Osteoarthritis Cartilage. 2014 Aug;22(8):1176-85. doi: 10.1016/j.joca.2014.05.020. Epub 2014 Jun 10.
The role of subchondral bone in osteoarthritis (OA) development is well admitted. Cross-talk between subchondral bone and cartilage may be disrupted in OA, leading to altered subchondral bone remodeling. Osteocytes are involved in bone remodeling control and could play a key role in OA progression. Our purpose of this study was to evaluate the preventive effect of interval-training exercise on subchondral bone and osteocyte in monosodium iodoacetate (MIA) model of experimental OA.
At baseline, 48 male Wistar rats (8 weeks old) were separated into two groups: interval-training exercise or no exercise for 10 weeks. After this training period, each group was divided into two subgroups: MIA-injected knee (1 mg/100 μl saline) and saline-injected knee. Four weeks later, rats were sacrificed and carefully dissected. Evaluated parameters were: cartilage degeneration by OA scoring, bone mineral density (BMD) by Dual energy X-ray Absorptiometry (DXA), trabecular subchondral bone microarchitecture by micro-computed tomography (μCT), cortical subchondral bone lacunar osteocyte occupancy (by Toluidine Blue staining) and cleaved caspase-3 positive apoptosis (by epifluorescence).
Our results showed deleterious effects of MIA on cartilage. OA induced a decrease in proximal tibia (PT) BMD which was prevented by exercise. Exercise induced increase in full osteocyte lacunae surface and osteocyte occupancy (+60%) of cortical subchondral bone independently of OA. Osteocyte apoptosis (<1%) in cortical subchondral bone was not different whatever the group at sacrifice.
Our results suggest that preliminary interval-training improved BMD and osteocytes lacunar occupancy in subchondral bone. Our interval-training did not prevent MIA-induced cartilage degeneration.

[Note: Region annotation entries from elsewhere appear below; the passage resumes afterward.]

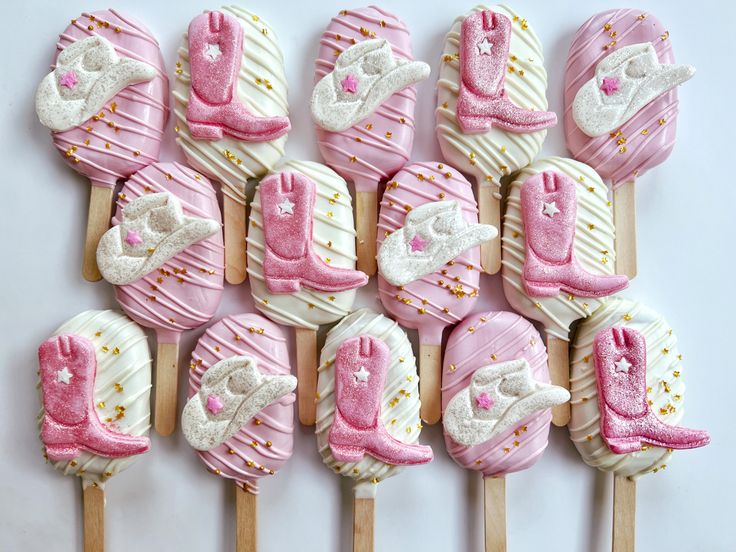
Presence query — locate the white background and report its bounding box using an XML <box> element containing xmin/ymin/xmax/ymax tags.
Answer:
<box><xmin>0</xmin><ymin>0</ymin><xmax>736</xmax><ymax>552</ymax></box>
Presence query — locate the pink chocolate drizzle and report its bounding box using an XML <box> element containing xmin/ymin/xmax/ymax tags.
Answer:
<box><xmin>442</xmin><ymin>312</ymin><xmax>552</xmax><ymax>477</ymax></box>
<box><xmin>189</xmin><ymin>314</ymin><xmax>295</xmax><ymax>494</ymax></box>
<box><xmin>112</xmin><ymin>163</ymin><xmax>225</xmax><ymax>343</ymax></box>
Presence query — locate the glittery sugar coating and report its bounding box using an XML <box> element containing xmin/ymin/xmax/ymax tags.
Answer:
<box><xmin>521</xmin><ymin>171</ymin><xmax>629</xmax><ymax>297</ymax></box>
<box><xmin>328</xmin><ymin>335</ymin><xmax>432</xmax><ymax>466</ymax></box>
<box><xmin>258</xmin><ymin>172</ymin><xmax>368</xmax><ymax>293</ymax></box>
<box><xmin>38</xmin><ymin>335</ymin><xmax>151</xmax><ymax>462</ymax></box>
<box><xmin>572</xmin><ymin>42</ymin><xmax>695</xmax><ymax>137</ymax></box>
<box><xmin>457</xmin><ymin>10</ymin><xmax>557</xmax><ymax>134</ymax></box>
<box><xmin>593</xmin><ymin>327</ymin><xmax>710</xmax><ymax>454</ymax></box>
<box><xmin>564</xmin><ymin>9</ymin><xmax>678</xmax><ymax>186</ymax></box>
<box><xmin>186</xmin><ymin>11</ymin><xmax>291</xmax><ymax>142</ymax></box>
<box><xmin>377</xmin><ymin>162</ymin><xmax>492</xmax><ymax>345</ymax></box>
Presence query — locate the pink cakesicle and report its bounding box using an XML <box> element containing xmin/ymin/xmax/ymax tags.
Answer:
<box><xmin>103</xmin><ymin>163</ymin><xmax>224</xmax><ymax>435</ymax></box>
<box><xmin>39</xmin><ymin>9</ymin><xmax>169</xmax><ymax>281</ymax></box>
<box><xmin>564</xmin><ymin>9</ymin><xmax>695</xmax><ymax>278</ymax></box>
<box><xmin>315</xmin><ymin>6</ymin><xmax>426</xmax><ymax>276</ymax></box>
<box><xmin>188</xmin><ymin>314</ymin><xmax>296</xmax><ymax>495</ymax></box>
<box><xmin>377</xmin><ymin>162</ymin><xmax>495</xmax><ymax>423</ymax></box>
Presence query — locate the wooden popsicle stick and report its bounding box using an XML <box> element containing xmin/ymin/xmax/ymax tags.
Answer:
<box><xmin>82</xmin><ymin>185</ymin><xmax>115</xmax><ymax>282</ymax></box>
<box><xmin>353</xmin><ymin>497</ymin><xmax>375</xmax><ymax>552</ymax></box>
<box><xmin>235</xmin><ymin>485</ymin><xmax>258</xmax><ymax>552</ymax></box>
<box><xmin>294</xmin><ymin>328</ymin><xmax>317</xmax><ymax>425</ymax></box>
<box><xmin>82</xmin><ymin>483</ymin><xmax>105</xmax><ymax>552</ymax></box>
<box><xmin>153</xmin><ymin>343</ymin><xmax>179</xmax><ymax>437</ymax></box>
<box><xmin>355</xmin><ymin>192</ymin><xmax>378</xmax><ymax>276</ymax></box>
<box><xmin>612</xmin><ymin>475</ymin><xmax>636</xmax><ymax>552</ymax></box>
<box><xmin>483</xmin><ymin>477</ymin><xmax>506</xmax><ymax>552</ymax></box>
<box><xmin>613</xmin><ymin>180</ymin><xmax>636</xmax><ymax>280</ymax></box>
<box><xmin>419</xmin><ymin>344</ymin><xmax>442</xmax><ymax>424</ymax></box>
<box><xmin>477</xmin><ymin>184</ymin><xmax>501</xmax><ymax>274</ymax></box>
<box><xmin>222</xmin><ymin>194</ymin><xmax>248</xmax><ymax>285</ymax></box>
<box><xmin>547</xmin><ymin>336</ymin><xmax>570</xmax><ymax>427</ymax></box>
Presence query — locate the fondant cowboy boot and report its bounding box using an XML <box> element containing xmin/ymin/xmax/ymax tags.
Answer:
<box><xmin>258</xmin><ymin>172</ymin><xmax>368</xmax><ymax>293</ymax></box>
<box><xmin>457</xmin><ymin>10</ymin><xmax>557</xmax><ymax>134</ymax></box>
<box><xmin>38</xmin><ymin>335</ymin><xmax>150</xmax><ymax>462</ymax></box>
<box><xmin>521</xmin><ymin>171</ymin><xmax>629</xmax><ymax>297</ymax></box>
<box><xmin>187</xmin><ymin>11</ymin><xmax>291</xmax><ymax>142</ymax></box>
<box><xmin>328</xmin><ymin>335</ymin><xmax>432</xmax><ymax>465</ymax></box>
<box><xmin>594</xmin><ymin>328</ymin><xmax>710</xmax><ymax>454</ymax></box>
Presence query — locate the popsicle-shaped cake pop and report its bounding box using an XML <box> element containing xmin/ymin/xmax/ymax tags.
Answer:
<box><xmin>181</xmin><ymin>314</ymin><xmax>297</xmax><ymax>550</ymax></box>
<box><xmin>311</xmin><ymin>6</ymin><xmax>429</xmax><ymax>275</ymax></box>
<box><xmin>565</xmin><ymin>9</ymin><xmax>695</xmax><ymax>278</ymax></box>
<box><xmin>378</xmin><ymin>162</ymin><xmax>498</xmax><ymax>423</ymax></box>
<box><xmin>97</xmin><ymin>163</ymin><xmax>224</xmax><ymax>435</ymax></box>
<box><xmin>248</xmin><ymin>157</ymin><xmax>368</xmax><ymax>425</ymax></box>
<box><xmin>502</xmin><ymin>157</ymin><xmax>628</xmax><ymax>425</ymax></box>
<box><xmin>315</xmin><ymin>309</ymin><xmax>432</xmax><ymax>550</ymax></box>
<box><xmin>36</xmin><ymin>9</ymin><xmax>169</xmax><ymax>281</ymax></box>
<box><xmin>38</xmin><ymin>310</ymin><xmax>151</xmax><ymax>550</ymax></box>
<box><xmin>174</xmin><ymin>6</ymin><xmax>291</xmax><ymax>284</ymax></box>
<box><xmin>442</xmin><ymin>312</ymin><xmax>570</xmax><ymax>550</ymax></box>
<box><xmin>436</xmin><ymin>5</ymin><xmax>557</xmax><ymax>274</ymax></box>
<box><xmin>569</xmin><ymin>297</ymin><xmax>710</xmax><ymax>550</ymax></box>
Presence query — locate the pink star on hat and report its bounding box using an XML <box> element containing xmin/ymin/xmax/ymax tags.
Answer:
<box><xmin>340</xmin><ymin>75</ymin><xmax>358</xmax><ymax>94</ymax></box>
<box><xmin>207</xmin><ymin>395</ymin><xmax>225</xmax><ymax>414</ymax></box>
<box><xmin>125</xmin><ymin>230</ymin><xmax>143</xmax><ymax>245</ymax></box>
<box><xmin>409</xmin><ymin>234</ymin><xmax>427</xmax><ymax>253</ymax></box>
<box><xmin>475</xmin><ymin>392</ymin><xmax>493</xmax><ymax>410</ymax></box>
<box><xmin>601</xmin><ymin>77</ymin><xmax>620</xmax><ymax>96</ymax></box>
<box><xmin>59</xmin><ymin>71</ymin><xmax>79</xmax><ymax>89</ymax></box>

软骨下骨在骨关节炎(OA)发展中的作用已得到广泛认可。在OA中,软骨下骨与软骨之间的相互作用可能被破坏,导致软骨下骨重塑改变。骨细胞参与骨重塑控制,可能在OA进展中起关键作用。本研究的目的是评估间歇训练运动对实验性OA碘乙酸钠(MIA)模型中软骨下骨和骨细胞的预防作用。
在基线时,将48只雄性Wistar大鼠(8周龄)分为两组:进行10周的间歇训练运动或不运动。在此训练期后,每组再分为两个亚组:注射MIA的膝关节(1mg/100μl生理盐水)和注射生理盐水的膝关节。四周后,处死大鼠并仔细解剖。评估的参数包括:通过OA评分评估软骨退变,通过双能X线吸收法(DXA)测量骨密度(BMD),通过微计算机断层扫描(μCT)评估小梁软骨下骨微结构,通过甲苯胺蓝染色评估皮质软骨下骨腔隙骨细胞占有率,以及通过落射荧光评估裂解的半胱天冬酶-3阳性凋亡。
我们的结果显示MIA对软骨有有害影响。OA导致胫骨近端(PT)骨密度降低,而运动可预防这种降低。运动导致皮质软骨下骨全骨细胞腔隙表面和骨细胞占有率增加(+60%),且与OA无关。无论处死时属于哪个组,皮质软骨下骨中的骨细胞凋亡(<1%)均无差异。
我们的结果表明,初步的间歇训练可改善软骨下骨的骨密度和骨细胞腔隙占有率。我们的间歇训练不能预防MIA诱导的软骨退变。